All. Eusebio DI FRANCESCO 5 – La squadra sembra già sotto l’ombrellone con un cocktail in mano. La fine del campionato andrebbe onorata.
***
=== ROMA ===
Morgan DE SANCTIS 6 – Una sola parata di livello, quella sul tiro volante di Zaza. Poco impegnato, sempre attento eccetto un’uscita avventurosa.
Alessandro FLORENZI 7,5 - Il suo gol è una prodezza degna di un fuoriclasse, un’invenzione di ingegneria applicata al calcio. Lui è semplicemente un gran lavoratore, un esempio di duttilità che anche contro i neroverdi parte suo malgrado dalla posizione di terzino. Poco importa perché lo spirito d’abnegazione paga: trascinatore e anima della Roma (dall’80’ Seydou KEITA s.v.).
Kostas MANOLAS 6,5 – In marcatura diventa una sorta di muro. Nell’uno contro uno è un osso durissimo da superare, a fine primo tempo sembra dover uscire ma poi stringe i denti e resta in campo.
Davide ASTORI 6 – Ben coadiuvato da Manolas, controlla con disinvoltura le rare sfuriate neroverdi.
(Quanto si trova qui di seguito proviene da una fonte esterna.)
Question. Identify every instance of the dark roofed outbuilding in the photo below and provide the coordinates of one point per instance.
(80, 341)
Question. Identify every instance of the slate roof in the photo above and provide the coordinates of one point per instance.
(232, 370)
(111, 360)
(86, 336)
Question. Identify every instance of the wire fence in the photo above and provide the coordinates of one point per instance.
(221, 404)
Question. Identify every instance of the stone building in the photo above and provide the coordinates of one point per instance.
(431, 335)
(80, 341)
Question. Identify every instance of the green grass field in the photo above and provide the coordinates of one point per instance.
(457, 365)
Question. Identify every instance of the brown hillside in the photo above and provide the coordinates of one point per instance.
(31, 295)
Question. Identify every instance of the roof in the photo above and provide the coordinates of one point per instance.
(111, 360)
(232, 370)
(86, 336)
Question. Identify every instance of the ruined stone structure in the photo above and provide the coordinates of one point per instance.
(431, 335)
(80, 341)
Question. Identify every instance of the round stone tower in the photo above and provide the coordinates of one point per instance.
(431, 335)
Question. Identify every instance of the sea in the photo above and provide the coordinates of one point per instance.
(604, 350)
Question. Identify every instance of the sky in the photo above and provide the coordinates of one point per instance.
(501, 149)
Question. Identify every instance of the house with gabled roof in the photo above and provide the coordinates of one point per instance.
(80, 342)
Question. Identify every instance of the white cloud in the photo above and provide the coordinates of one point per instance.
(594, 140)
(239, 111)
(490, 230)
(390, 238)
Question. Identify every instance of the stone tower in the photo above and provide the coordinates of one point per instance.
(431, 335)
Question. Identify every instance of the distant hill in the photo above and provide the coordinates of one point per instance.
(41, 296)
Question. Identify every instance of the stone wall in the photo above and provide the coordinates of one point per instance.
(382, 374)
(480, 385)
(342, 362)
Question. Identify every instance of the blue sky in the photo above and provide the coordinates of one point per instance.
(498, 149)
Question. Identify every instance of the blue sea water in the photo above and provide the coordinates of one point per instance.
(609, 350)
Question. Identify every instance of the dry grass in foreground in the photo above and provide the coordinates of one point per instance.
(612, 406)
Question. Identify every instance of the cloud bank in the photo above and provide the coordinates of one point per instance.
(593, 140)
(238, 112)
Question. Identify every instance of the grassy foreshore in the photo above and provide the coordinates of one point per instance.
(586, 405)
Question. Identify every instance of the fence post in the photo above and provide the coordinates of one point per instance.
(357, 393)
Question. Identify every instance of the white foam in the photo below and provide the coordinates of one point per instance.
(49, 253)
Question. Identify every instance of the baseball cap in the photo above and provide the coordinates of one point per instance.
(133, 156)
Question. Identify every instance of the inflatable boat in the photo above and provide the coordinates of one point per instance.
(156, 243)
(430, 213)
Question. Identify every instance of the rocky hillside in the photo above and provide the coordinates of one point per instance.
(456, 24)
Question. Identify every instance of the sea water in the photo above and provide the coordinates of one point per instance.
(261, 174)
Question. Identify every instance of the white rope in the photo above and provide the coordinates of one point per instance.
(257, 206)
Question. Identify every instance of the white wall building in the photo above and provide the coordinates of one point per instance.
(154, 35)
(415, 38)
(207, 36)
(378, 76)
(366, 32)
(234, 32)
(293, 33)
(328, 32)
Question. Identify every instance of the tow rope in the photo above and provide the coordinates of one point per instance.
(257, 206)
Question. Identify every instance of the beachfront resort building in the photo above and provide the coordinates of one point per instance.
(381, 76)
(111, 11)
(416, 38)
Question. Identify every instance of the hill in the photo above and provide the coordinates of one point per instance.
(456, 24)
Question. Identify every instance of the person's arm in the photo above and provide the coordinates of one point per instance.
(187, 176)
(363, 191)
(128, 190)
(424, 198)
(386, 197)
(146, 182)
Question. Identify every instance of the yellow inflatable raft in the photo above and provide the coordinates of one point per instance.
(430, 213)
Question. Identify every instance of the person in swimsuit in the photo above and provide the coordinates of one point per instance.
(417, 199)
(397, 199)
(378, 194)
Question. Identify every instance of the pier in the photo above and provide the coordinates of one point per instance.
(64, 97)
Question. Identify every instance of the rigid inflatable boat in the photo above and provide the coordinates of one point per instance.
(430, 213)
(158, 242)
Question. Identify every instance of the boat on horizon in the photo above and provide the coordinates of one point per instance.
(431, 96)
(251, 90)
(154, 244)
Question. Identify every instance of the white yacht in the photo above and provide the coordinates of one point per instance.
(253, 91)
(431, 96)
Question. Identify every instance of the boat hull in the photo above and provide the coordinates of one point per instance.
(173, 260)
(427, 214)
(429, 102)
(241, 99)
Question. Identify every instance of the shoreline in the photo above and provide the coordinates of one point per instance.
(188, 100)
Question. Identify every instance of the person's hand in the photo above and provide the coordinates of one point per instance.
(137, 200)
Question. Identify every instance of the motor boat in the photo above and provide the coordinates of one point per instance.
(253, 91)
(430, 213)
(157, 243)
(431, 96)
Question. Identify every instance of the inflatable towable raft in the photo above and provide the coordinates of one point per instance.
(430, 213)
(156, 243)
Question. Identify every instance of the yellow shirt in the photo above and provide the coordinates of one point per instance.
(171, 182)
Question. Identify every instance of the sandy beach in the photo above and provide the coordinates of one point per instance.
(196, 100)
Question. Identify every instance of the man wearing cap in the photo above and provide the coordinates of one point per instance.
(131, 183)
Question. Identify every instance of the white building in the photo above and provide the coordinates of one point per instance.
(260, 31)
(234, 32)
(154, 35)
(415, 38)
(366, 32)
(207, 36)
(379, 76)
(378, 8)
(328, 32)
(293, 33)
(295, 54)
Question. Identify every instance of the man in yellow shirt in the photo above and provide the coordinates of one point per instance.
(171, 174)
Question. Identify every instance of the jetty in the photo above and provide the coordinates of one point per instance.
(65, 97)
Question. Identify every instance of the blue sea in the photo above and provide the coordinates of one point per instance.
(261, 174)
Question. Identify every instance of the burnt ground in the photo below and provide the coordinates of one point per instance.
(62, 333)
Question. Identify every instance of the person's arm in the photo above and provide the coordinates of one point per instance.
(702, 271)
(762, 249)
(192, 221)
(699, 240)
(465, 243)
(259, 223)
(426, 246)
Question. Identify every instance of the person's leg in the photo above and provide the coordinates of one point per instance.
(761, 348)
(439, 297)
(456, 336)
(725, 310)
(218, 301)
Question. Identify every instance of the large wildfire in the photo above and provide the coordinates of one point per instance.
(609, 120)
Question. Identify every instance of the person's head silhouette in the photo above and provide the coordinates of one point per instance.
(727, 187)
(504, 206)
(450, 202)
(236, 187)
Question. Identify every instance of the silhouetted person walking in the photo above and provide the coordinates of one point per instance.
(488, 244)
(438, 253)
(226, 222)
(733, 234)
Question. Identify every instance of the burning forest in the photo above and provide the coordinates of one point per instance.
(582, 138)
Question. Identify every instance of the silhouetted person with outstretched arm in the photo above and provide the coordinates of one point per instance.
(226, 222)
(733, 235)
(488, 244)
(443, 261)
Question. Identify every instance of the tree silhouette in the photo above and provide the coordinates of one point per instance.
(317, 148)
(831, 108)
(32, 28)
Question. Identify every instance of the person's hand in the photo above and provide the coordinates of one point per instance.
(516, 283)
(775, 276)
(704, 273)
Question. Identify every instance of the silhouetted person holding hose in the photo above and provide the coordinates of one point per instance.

Vasilis TOROSIDIS 6 – Più attento ai compiti difensivi, forse perché più abituato a stazionare sulla corsia destra. Non demerita.
Miralem PJANIC 7 – Mette a referto un assist per Doumbia con un cross prelibato e un gol fin troppo facile per le sue qualità. È tornato nel momento della verità (dall’86’ Juan ITURBE s.v.).
Daniele DE ROSSI 6,5 – Agisce da schermo davanti alla difesa, tanto lavoro sporco e falli guadagnati con saggezza.
Radja NAINGGOLAN 7 – Uno strapotere atletico che da solo è in grado di spingere una squadra. È questo il valore del belga, che non tira mai il fiato.
Victor IBARBO 5,5 – Un passo indietro rispetto alla gara contro l’Inter: corre molto, ma non è lucido quando si tratta di fare le scelte importanti. Può crescere ancora molto.
Seydou DOUMBIA 6,5 - Un gol che sa di liberazione. Finalmente si ricorda di essere un centravanti e segna con la collaborazione di Consigli. Per il resto non brilla, ma certe giocate denotano una ritrovata fiducia nei suoi mezzi (dal 68’ Mapou YANGA-MBIWA 5,5 – Non entra in campo sereno malgrado un punteggio molto rassicurante. Perde un pallone banale).
GERVINHO 6 – Estraneo alla manovra per lunghi tratti, meriterebbe l’insufficienza, ma poi consegna a Pjanic un pallone con scritto “spingimi”, a coronamento di una discesa sulla destra con tanto di ubriacatura servita a Longhi. Assist d’oro che vale una sufficienza.
All. Rudi GARCIA 6,5 – E’ questa la Roma che attendeva da un intero girone. La rincorsa alla Lazio comincia oggi.